Second, you remember that Calvin and Hobbes cartoon where Calvin sneaks up on Hobbes, scares him, and then learns that scaring a sleeping tiger is a bad idea? Calvin drags himself off muttering “I have got to start listening to those quiet, nagging doubts.”
That cartoon changed my life. I realized just how often I had made a mistake which in retrospect, I knew ahead of time was probably going to be a mistake, but for whatever reason, I ignored the quiet, nagging doubt and forged boldly ahead. I decided that I did not want my tombstone to say “He died from something stupid and completely avoidable.“
Trust your brain. Yes, hunches can be wrong, but when they are, it’s usually pretty cheap to find out that your hunch is wrong. And if it’s right, you can save a lot of time. When I’m debugging code that I didn’t know, I try to listen to those quiet, nagging doubts. The memory window just made a byte flash red, indicating that it just changed. Hmm. Was I expecting memory to change in that function call? Did owned memory change, or was that a heap corruption? Hmm, this local variable suddenly changed value — is this a symbol problem? Is the variable shadowed, and I just stepped out of an inner scope? Chase stuff like that down.
Just recently I found an extremely obscure bug in Excel by following a hunch — I noticed that there was a place where a heap-allocated buffer was passed into a function but its length was not passed in. Hmm. Suspicious! Sure enough, once you trace all the logic through, some function ten levels deeper makes a bad assumption about the buffer size, and causes an error. Fortunately the assumption is too conservative, not too permissive, so there is no buffer overrun bug there. Also fortunately, the bug is extremely obscure — normal users will not be running into it any time soon.

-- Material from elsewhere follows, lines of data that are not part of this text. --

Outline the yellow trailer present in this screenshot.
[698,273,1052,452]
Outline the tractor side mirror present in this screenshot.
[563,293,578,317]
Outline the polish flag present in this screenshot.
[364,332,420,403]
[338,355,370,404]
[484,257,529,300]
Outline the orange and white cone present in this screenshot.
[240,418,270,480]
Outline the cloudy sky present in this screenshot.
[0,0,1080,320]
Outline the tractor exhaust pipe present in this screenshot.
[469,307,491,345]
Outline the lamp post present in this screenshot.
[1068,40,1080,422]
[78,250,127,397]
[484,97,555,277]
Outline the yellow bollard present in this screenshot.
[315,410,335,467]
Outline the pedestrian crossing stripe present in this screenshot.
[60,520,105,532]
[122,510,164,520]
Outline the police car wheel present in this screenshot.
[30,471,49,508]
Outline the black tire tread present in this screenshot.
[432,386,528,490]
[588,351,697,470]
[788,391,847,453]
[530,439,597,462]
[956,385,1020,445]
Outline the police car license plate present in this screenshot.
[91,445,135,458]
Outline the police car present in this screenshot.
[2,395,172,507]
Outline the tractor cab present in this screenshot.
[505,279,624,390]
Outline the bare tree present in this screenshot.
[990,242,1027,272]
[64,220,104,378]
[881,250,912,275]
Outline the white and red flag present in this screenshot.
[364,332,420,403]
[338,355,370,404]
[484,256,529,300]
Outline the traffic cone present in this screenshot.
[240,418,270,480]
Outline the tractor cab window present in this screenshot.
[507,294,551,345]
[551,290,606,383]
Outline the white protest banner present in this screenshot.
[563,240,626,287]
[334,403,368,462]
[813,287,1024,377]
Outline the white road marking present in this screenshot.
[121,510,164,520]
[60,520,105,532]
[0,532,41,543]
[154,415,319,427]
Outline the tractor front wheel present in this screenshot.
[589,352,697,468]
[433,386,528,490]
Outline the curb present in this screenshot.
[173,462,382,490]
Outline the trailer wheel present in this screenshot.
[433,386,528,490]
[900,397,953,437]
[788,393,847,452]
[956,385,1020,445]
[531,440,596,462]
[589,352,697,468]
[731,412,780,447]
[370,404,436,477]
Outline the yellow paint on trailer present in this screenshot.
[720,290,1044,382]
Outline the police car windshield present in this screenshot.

Which brings me to my third suggestion. Yesterday I said that you need to understand what the code does and why the developer made it do that. But there’s more — understand also how code changes over time. Clearly in this bug what must have happened is that the method originally took a small fixed-size buffer. Someone modified the buffer allocation code to allocate a variable-sized buffer, but forgot that this one method deep in the code was written to assume a small fixed-size buffer. Bugs often happen through minor errors in otherwise sensible refactoring. Obviously no one would have written this particular bug into the code had they written the variable-sized-buffer code from scratch. When you’re reading a piece of code, try to understand what the intended invariants are, and then think about ways that they could be violated.
Of course, knowing where those quiet, nagging doubts come from is hard, and perhaps that can’t be taught. It’s a hard problem, no matter how you slice it.